Written by Marsha Seidelman, M.D.
March 1, 2016
Mushrooms, technically speaking, are the fleshy, fruiting body of a fungus. Not so enticing so far, right? But, they are quite versatile. Some have a meaty texture and can be added to dishes to reduce or eliminate meat and calories, assuming you have another source of protein. One cup of raw sliced mushrooms has only about 20 calories.
As with other vegetables, they are rich in vitamins and minerals. Unlike some others, however, cooking them releases the nutrients, improving their availability. They are rich in potassium, and some B vitamins, as well as varying levels of vitamin D. Interestingly, the level of vitamin D contained in them can be increased by exposure to natural sunlight or UV light even after they are harvested.
Mushrooms impart a fifth taste sense – umami – which is savory or hearty. The other more familiar taste senses are salty, sweet, sour and bitter.

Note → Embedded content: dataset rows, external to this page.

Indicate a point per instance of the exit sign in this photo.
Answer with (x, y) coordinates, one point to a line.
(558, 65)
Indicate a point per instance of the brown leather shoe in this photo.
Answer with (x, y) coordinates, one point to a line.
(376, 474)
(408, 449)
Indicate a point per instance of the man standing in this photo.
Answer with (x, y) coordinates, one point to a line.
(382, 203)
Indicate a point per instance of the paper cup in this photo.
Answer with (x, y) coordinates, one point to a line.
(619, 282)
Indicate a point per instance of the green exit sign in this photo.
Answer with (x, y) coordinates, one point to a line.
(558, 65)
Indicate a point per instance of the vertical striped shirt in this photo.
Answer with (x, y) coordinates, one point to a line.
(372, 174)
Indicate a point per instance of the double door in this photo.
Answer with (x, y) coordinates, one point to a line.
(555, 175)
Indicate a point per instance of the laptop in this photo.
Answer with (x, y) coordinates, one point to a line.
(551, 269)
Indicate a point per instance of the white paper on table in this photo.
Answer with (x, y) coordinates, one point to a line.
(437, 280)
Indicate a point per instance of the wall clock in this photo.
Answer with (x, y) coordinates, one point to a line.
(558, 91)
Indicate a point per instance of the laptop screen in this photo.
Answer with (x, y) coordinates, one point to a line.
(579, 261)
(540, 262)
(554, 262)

There are over 2000 varieties of edible mushrooms. Do NOT pick and eat mushrooms in the wild though, unless you are an expert in identifying poisonous ones. For those who pick wild mushrooms, the motto is, “When in doubt, throw it out!” In addition to life-threatening varieties, there are over 100 that contain psilocybin, a hallucinogenic chemical that has been popular at times. People have claimed that they felt calmer and more spiritual for decades after their ‘shroom’ experience. Because of its calming effect in some, there is actually research ongoing to consider using psilocybin for stress disorders. For the time being, however, it is classified as a Schedule I substance, meaning that it has no known medicinal purpose and has high potential for abuse. (Live Science)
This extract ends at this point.